In the previous instalment we finished a five-part series on SSH. Before moving on, lets take a moment to step back and look at the big-picture. The five SSH instalments are all part of the now long-running series on networking. We have been working our way through the networking stack since instalment 23. We started at the bottom of the stack, and have worked our way up. We are not exploring protocols in the Application Layer.

In this instalment we’re moving on from SSH to HTTP, the protocol that powers the world wide web.

Before we look at some HTTP-related terminal commands, we need a basic understanding of how HTTP works, so that’s what this instalment is all about.

Listen Along: Taming the Terminal Podcast Episode 34

Introducing HTTP

HTTP, the Hyper Text Transfer Protocol, is an application layer protocol that sits on top of TCP. By default HTTP servers listen on TCP port 80. HTTP is a request-response protocol, where the clients (usually web browsers) formulate an HTTP request and send it to an HTTP server, which then interprets it and formulates a HTTP response, which the client then processes. The HTTP protocol is plain-text and human-readable.

The HTTP protocol is most closely associated with web browsers, which use it to fetch web pages, but its used by other apps too. Another common example is pod-catchers, which use HTTP to fetch the RSS feeds that define podcasts, as well as the media files those feeds link to. Many modern phone & tablet apps also use HTTP to communicate with the so-called cloud that powers them. HTTP is on of the real work-horses of the modern internet.

HTTP Requests

A HTTP request consists of between one and three sections. It always starts with a request line. This request line can be followed by zero or more request header lines, and finally, a data section may follow, separated from the headers by an empty line. The data section, should it be present, contains data entered into web forms, including file uploads.

The HTTP request line specifies the HTTP method to use, the path to request from the server, and the version of the HTTP protocol the remainder of the request will use.

The HTTP request headers are specified one per line, as name-value pairs, with the name separated from the value by a : character. The headers are used by the client to pass information to the server which it can use in generating its response.

The following is an actual HTTP request for www.podfeet.com/blog/ as emitted by FireFox:

The first line is the request line, which states that the HTTP GET method should be used, that the path /blog/ is being requested, and that the request is being made using version 1.1 of the HTTP protocol.

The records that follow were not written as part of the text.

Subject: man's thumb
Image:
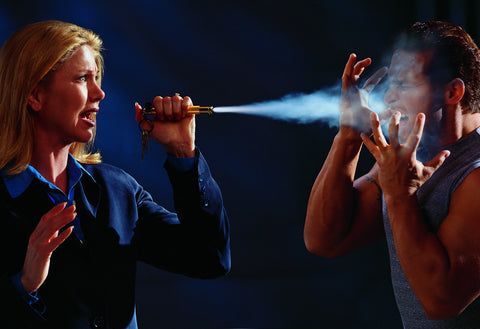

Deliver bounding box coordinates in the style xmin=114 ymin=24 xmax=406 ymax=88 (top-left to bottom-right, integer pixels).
xmin=425 ymin=150 xmax=450 ymax=171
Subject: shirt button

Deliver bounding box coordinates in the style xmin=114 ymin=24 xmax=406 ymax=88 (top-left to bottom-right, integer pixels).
xmin=91 ymin=315 xmax=105 ymax=328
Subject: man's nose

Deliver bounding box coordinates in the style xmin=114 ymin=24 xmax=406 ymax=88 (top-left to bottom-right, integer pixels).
xmin=384 ymin=84 xmax=398 ymax=105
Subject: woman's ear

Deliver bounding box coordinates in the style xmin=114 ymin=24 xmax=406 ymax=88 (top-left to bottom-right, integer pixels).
xmin=27 ymin=85 xmax=44 ymax=112
xmin=444 ymin=78 xmax=465 ymax=105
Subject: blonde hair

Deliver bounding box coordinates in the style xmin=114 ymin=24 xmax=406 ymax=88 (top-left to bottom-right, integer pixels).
xmin=0 ymin=20 xmax=104 ymax=175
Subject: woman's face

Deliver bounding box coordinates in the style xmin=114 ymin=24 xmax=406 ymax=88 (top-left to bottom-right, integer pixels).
xmin=33 ymin=45 xmax=105 ymax=146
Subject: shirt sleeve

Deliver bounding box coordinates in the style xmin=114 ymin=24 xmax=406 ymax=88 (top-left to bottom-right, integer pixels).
xmin=10 ymin=272 xmax=41 ymax=306
xmin=165 ymin=153 xmax=196 ymax=173
xmin=132 ymin=149 xmax=231 ymax=278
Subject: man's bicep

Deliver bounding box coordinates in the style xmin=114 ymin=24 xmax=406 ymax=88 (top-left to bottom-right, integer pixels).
xmin=335 ymin=165 xmax=385 ymax=253
xmin=438 ymin=168 xmax=480 ymax=299
xmin=352 ymin=166 xmax=385 ymax=237
xmin=441 ymin=168 xmax=480 ymax=252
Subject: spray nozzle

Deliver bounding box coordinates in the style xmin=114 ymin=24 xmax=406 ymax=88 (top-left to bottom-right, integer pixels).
xmin=143 ymin=102 xmax=215 ymax=118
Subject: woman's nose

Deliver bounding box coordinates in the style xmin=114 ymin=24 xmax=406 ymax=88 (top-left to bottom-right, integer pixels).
xmin=90 ymin=81 xmax=105 ymax=103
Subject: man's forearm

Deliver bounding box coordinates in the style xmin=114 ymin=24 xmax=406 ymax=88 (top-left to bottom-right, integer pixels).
xmin=305 ymin=129 xmax=363 ymax=254
xmin=385 ymin=194 xmax=459 ymax=317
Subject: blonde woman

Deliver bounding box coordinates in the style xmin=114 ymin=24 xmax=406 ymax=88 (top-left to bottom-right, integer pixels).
xmin=0 ymin=20 xmax=230 ymax=329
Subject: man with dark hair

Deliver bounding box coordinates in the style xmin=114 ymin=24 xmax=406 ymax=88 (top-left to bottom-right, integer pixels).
xmin=304 ymin=21 xmax=480 ymax=328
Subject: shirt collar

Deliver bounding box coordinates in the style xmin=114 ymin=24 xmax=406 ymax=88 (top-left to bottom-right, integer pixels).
xmin=1 ymin=154 xmax=95 ymax=199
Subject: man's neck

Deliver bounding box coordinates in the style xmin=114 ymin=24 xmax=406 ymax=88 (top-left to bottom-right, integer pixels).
xmin=430 ymin=104 xmax=480 ymax=150
xmin=460 ymin=112 xmax=480 ymax=138
xmin=415 ymin=108 xmax=480 ymax=162
xmin=436 ymin=105 xmax=480 ymax=147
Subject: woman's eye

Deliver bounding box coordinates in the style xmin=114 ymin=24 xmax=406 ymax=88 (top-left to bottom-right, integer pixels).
xmin=78 ymin=76 xmax=87 ymax=82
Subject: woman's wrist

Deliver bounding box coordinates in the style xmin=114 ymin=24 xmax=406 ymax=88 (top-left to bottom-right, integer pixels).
xmin=165 ymin=142 xmax=195 ymax=158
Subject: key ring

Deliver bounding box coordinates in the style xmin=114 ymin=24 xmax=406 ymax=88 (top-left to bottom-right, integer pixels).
xmin=138 ymin=119 xmax=154 ymax=134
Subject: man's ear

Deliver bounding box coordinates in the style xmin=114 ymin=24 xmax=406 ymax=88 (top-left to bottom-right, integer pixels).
xmin=444 ymin=78 xmax=465 ymax=105
xmin=27 ymin=85 xmax=44 ymax=112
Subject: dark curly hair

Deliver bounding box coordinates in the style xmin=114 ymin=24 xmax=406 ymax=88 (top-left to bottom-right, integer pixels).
xmin=396 ymin=21 xmax=480 ymax=113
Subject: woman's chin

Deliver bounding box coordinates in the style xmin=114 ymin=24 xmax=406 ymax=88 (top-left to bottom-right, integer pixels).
xmin=73 ymin=131 xmax=94 ymax=144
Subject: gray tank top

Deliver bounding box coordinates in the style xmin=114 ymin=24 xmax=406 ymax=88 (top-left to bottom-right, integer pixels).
xmin=382 ymin=127 xmax=480 ymax=329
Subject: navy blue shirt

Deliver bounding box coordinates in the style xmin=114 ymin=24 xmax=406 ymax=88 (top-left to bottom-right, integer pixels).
xmin=4 ymin=154 xmax=195 ymax=307
xmin=1 ymin=149 xmax=229 ymax=329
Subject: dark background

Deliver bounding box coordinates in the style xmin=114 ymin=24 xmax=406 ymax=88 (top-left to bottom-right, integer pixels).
xmin=1 ymin=1 xmax=479 ymax=328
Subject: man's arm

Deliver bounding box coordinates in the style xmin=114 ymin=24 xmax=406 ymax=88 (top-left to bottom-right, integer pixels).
xmin=305 ymin=129 xmax=385 ymax=257
xmin=361 ymin=111 xmax=469 ymax=319
xmin=385 ymin=168 xmax=480 ymax=319
xmin=304 ymin=53 xmax=387 ymax=257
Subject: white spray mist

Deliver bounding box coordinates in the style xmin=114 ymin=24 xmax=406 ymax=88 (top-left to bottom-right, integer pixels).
xmin=214 ymin=85 xmax=387 ymax=128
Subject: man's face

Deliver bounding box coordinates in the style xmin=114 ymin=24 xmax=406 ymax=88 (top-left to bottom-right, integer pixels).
xmin=384 ymin=50 xmax=441 ymax=142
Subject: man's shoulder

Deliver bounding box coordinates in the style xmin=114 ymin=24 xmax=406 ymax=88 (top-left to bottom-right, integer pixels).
xmin=453 ymin=166 xmax=480 ymax=194
xmin=444 ymin=167 xmax=480 ymax=221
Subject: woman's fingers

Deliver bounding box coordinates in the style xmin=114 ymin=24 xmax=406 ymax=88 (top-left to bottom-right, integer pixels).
xmin=36 ymin=204 xmax=76 ymax=244
xmin=172 ymin=94 xmax=183 ymax=120
xmin=182 ymin=96 xmax=193 ymax=116
xmin=163 ymin=96 xmax=173 ymax=119
xmin=134 ymin=102 xmax=143 ymax=122
xmin=49 ymin=226 xmax=74 ymax=252
xmin=44 ymin=202 xmax=67 ymax=218
xmin=152 ymin=96 xmax=165 ymax=121
xmin=30 ymin=202 xmax=67 ymax=241
xmin=151 ymin=94 xmax=192 ymax=121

The remainder of the lines are request headers, there is no data included in this request. We won’t look at all the headers, but I do want to draw attention to a few notable ones.

The Host header is what makes it possible for multiple web sites to be served from a single IP address. The receiving web server will have many different domains configured, and this header will tell it which content is being requested. The User-Agent header identifies the browser to the server, and makes it possible to gather browser and OS usage stats. Notice how you can tell from the above header that I was using FireFox 37 on OS X 10.10.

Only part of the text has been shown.